I jumped back, letting out a yelp. “Watch it!”
“Just a little piss,” she muttered, tossing the rest of the urine aside. It splashed onto the street, narrowly missing a woman and her two children. The mother glared at the woman, then hurried her children along.
“On my shoe,” I said, coming to a complete stop.
The woman’s eyes focused on my face and recognition flashed in them. Her gaze moved to the statue as her mouth scrunched up, and she shoved a few strands of greasy hair out of her face.
“Oh, I see how it is. Little Miss James has it too nice. She don’t want to see how the rest of us live.” The woman took a step closer, the bucket tucked under her arm. This time when she opened her mouth, I was so close that I could see the rotten nubs of teeth sticking out of her gums. “Can’t hide from the truth forever, girlie. This is the life most of us have these days, and it ain’t much better than what the zombies are living on the other side of the wall. We sleep in filth, we eat in filth, and we live with filth. This is the world!”

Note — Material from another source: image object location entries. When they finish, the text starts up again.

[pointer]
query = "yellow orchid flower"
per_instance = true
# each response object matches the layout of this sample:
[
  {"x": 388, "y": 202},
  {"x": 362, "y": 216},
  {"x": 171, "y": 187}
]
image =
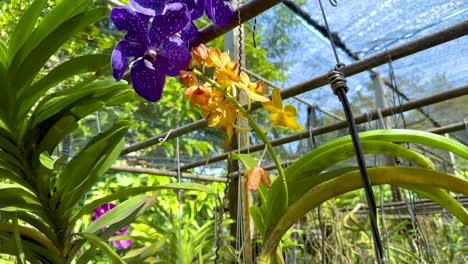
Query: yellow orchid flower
[
  {"x": 226, "y": 71},
  {"x": 279, "y": 116},
  {"x": 223, "y": 115},
  {"x": 199, "y": 93},
  {"x": 253, "y": 90}
]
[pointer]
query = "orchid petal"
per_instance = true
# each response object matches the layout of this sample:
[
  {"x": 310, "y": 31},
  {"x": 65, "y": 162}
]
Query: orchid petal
[
  {"x": 136, "y": 24},
  {"x": 174, "y": 18},
  {"x": 220, "y": 12},
  {"x": 147, "y": 80},
  {"x": 173, "y": 57},
  {"x": 148, "y": 7},
  {"x": 197, "y": 9},
  {"x": 189, "y": 31},
  {"x": 120, "y": 55}
]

Her voice rose above the surrounding noise, causing people to stop what they were doing. Even though she was nasty and hateful and a total bitch, heat crept up my neck and over my cheeks. Every hair on my scalp tingled, and I stepped back, but the woman didn’t let up. She took a step too, and then another and another until she was so close that she was the only thing I could smell. And it wasn’t good. Urine and sweat, dirt and rotting teeth. Every inch of her reeked, and even though she was foul and repulsive and being near her made me gag, she was right. The life these people were living wasn’t much better than the zombies.
“Take a good look around before you go back to that apartment you’ve been living in,” she said, the words hissing through the holes in her mouth where her teeth used to be. “Then tomorrow, when you see your boyfriend, remember this. That father of his can do something about the way things are, but he’s choosing not to.”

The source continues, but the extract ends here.